What is the concept of Predictable Demands?
It is critical for Kubernetes to have knowledge of the requirements of each resource in order to maximize the resource utilization. The Predictable Demands pattern is a mechanism that helps Kubernetes grasp the resource profiles and make smart decisions around container placement and also aid the developers holistically with capacity planning.
Predictable demands essentially means the declaration of each Kubernetes entity is strongly coupled with the complete context of the runtime dependencies and resource profiles.
What is a Resource Profile?
A resource in K8s is something that can be requested by, allocated to and consumed by a container. Requests and limits are the mechanisms Kubernetes uses to manage resources such as CPU and memory. Requests are the resources that a container is guaranteed to be allocated with, on the other hard Limit is the maximum a container can use based on the resource availability. There are analogous to soft and hard limits.
The CPU resource is a compressible resource (ie can be throttled) and the memory resource is an incompressible resource. If a container consumes too much of a compressible resource it is not killed but throttled, on the contrary consuming too much incompressible resources will lead to eviction.
Why are the Resource Requests critical?
Resource request is a contract, it is critical for the decision-making process of the K8s Scheduler. It is hence highly recommended that each Pod to have a resource request and limit, based on the specification of the requests, limits or both Kubernetes defines the Quality of Service (QoS).
Best-Effort: Pod does not have either request or limits specified for it’s containers, such a pos if considered lowest priority and is evicted first when node is overwhelmed.
Burstable: Pod has requests and limits defined, but they are not equal (limits generally higher than the requests), such pods have minimal resource guarantees but consumes more resources when available, they are likely to be killed if no more Best-Effort Pods remain in a node pressure situation.

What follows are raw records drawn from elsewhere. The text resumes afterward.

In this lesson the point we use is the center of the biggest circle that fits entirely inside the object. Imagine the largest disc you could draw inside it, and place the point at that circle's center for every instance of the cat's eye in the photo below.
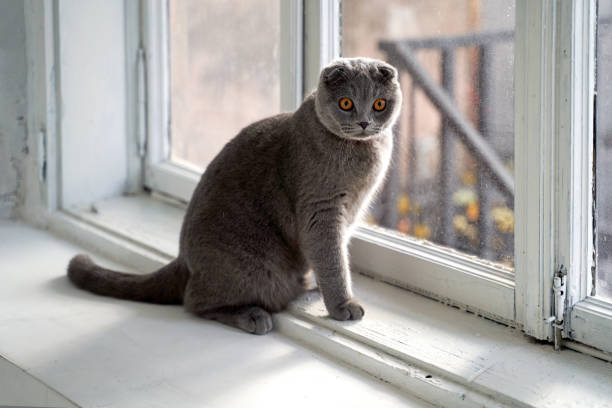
(346, 104)
(379, 105)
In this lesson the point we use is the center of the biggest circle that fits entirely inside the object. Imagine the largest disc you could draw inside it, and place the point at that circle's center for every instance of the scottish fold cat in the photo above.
(278, 202)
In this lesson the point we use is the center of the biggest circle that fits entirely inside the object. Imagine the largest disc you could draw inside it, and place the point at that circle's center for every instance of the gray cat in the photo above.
(278, 201)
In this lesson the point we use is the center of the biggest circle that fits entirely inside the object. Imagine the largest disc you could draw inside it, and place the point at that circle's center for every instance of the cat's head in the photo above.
(358, 98)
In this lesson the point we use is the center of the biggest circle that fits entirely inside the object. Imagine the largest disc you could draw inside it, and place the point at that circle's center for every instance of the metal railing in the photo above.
(455, 127)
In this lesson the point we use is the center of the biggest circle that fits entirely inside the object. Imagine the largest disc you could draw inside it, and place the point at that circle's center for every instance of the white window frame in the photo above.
(554, 66)
(179, 180)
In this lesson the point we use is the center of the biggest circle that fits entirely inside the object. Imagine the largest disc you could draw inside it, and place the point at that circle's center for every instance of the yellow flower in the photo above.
(504, 219)
(460, 223)
(404, 225)
(473, 211)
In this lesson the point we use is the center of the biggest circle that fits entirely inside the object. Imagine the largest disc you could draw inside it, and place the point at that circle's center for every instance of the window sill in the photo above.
(439, 354)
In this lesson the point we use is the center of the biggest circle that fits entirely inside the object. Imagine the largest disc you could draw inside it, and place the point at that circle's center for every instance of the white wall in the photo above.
(93, 94)
(12, 102)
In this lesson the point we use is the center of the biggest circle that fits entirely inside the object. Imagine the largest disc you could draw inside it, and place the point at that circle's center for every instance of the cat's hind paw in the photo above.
(350, 310)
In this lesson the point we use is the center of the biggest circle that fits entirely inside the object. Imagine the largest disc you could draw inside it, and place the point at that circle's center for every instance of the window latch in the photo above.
(559, 290)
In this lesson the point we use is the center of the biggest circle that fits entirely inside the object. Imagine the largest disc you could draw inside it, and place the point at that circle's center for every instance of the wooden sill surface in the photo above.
(460, 352)
(99, 351)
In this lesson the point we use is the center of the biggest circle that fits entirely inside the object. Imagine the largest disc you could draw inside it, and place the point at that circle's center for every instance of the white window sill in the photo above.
(439, 354)
(70, 348)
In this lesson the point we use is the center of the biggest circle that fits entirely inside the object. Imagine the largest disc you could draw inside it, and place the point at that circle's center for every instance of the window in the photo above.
(603, 147)
(206, 82)
(443, 186)
(224, 70)
(501, 89)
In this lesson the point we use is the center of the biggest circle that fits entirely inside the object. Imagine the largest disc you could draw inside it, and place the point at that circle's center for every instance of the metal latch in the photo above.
(559, 283)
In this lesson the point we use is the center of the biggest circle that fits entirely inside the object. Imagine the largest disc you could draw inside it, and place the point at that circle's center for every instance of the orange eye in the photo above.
(346, 104)
(379, 105)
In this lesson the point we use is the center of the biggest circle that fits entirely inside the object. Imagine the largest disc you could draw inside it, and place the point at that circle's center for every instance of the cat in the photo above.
(277, 203)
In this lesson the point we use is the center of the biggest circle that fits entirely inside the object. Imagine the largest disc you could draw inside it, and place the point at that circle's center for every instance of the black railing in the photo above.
(455, 127)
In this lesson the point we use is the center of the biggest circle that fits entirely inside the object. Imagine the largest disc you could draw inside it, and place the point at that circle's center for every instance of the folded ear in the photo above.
(387, 73)
(334, 75)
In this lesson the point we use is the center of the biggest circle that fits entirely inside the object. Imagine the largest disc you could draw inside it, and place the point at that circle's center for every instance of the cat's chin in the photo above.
(363, 137)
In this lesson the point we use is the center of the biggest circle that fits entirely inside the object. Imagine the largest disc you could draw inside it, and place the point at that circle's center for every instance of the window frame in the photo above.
(554, 45)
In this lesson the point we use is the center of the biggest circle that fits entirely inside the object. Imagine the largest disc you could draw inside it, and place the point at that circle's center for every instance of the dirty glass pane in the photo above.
(440, 187)
(224, 63)
(603, 148)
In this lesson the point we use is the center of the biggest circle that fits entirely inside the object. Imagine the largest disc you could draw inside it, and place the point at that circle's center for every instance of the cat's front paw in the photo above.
(349, 310)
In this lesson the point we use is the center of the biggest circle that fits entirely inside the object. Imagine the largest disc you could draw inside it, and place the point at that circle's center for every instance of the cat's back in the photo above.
(242, 182)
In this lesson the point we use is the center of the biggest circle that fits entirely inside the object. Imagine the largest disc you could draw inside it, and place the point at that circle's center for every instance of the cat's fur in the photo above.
(279, 200)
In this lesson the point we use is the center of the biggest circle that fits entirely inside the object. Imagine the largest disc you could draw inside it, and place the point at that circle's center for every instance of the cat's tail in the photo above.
(165, 286)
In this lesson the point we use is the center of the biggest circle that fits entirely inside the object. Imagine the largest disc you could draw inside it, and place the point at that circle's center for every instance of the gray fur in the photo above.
(279, 200)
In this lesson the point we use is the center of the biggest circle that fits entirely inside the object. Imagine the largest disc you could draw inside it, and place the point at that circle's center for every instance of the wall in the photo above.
(12, 102)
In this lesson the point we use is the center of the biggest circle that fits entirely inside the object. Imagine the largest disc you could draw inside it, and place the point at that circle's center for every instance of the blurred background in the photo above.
(452, 173)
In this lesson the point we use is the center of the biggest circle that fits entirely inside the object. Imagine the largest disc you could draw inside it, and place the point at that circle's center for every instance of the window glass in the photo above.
(224, 63)
(603, 148)
(442, 187)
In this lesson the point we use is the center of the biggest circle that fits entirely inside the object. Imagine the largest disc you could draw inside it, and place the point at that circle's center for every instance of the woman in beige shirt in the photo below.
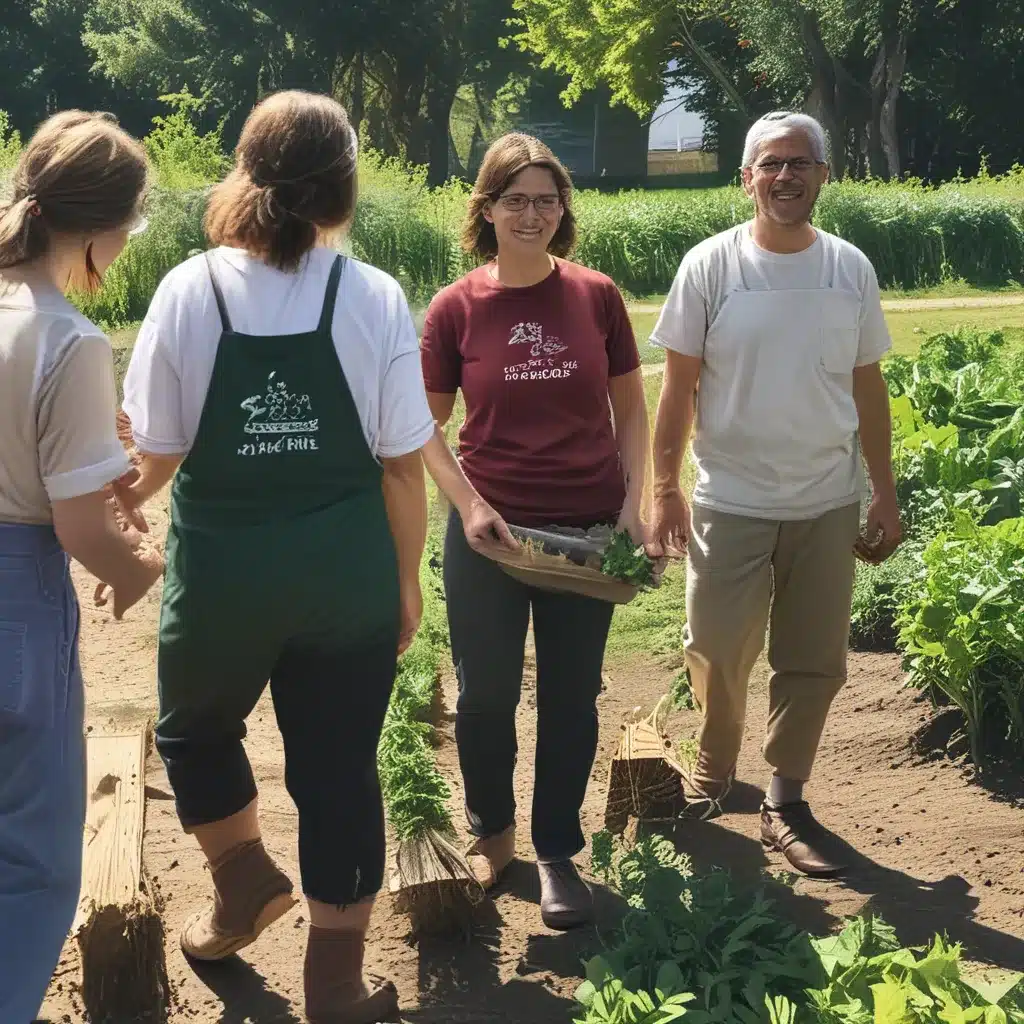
(75, 199)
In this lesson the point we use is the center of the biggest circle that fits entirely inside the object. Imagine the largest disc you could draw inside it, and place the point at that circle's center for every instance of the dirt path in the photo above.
(933, 853)
(901, 305)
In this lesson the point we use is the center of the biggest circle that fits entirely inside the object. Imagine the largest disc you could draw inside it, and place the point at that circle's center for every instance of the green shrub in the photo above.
(963, 634)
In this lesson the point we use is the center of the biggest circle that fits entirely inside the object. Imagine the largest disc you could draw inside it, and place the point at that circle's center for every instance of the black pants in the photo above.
(330, 700)
(488, 614)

Guaranteed: Pod has equal requests and limits defined, they are the highest priority pods. Are only killed if there are no more Best-Effort, Burstable pods.
What trend we see is that the more certain the contract of the resource the higher stability it enjoys, hence making resource requests crucial.
Too Little (OOM, Workload eviction, CPU Starvation)
Too much (Resource Waste)
Resource Requests gone wrong:
There are two deviations from the holy grail of the perfect resource requests, we request too little or too much. Both these situations are not a good situation to be in for the following reasons.
We request too little resources than what the pod needs, this typically causes CPU starvation and Out Of memory issues resulting in workload evictions.
We request too much, we will end up using more nodes than required leading to resource wastage and added costs.
While a Kubernetes cluster might work fine without setting resource requests and limits, one will start running into stability issues with increasing complexity and hence making it key to adding Resource requests to pods.
Also to build some discipline around setting the resource requests or avoiding scenarios of setting them too high and taking up more than their fair share of the cluster, one can leverage the concept of Resource Quotas and Limit Range at a namespace level.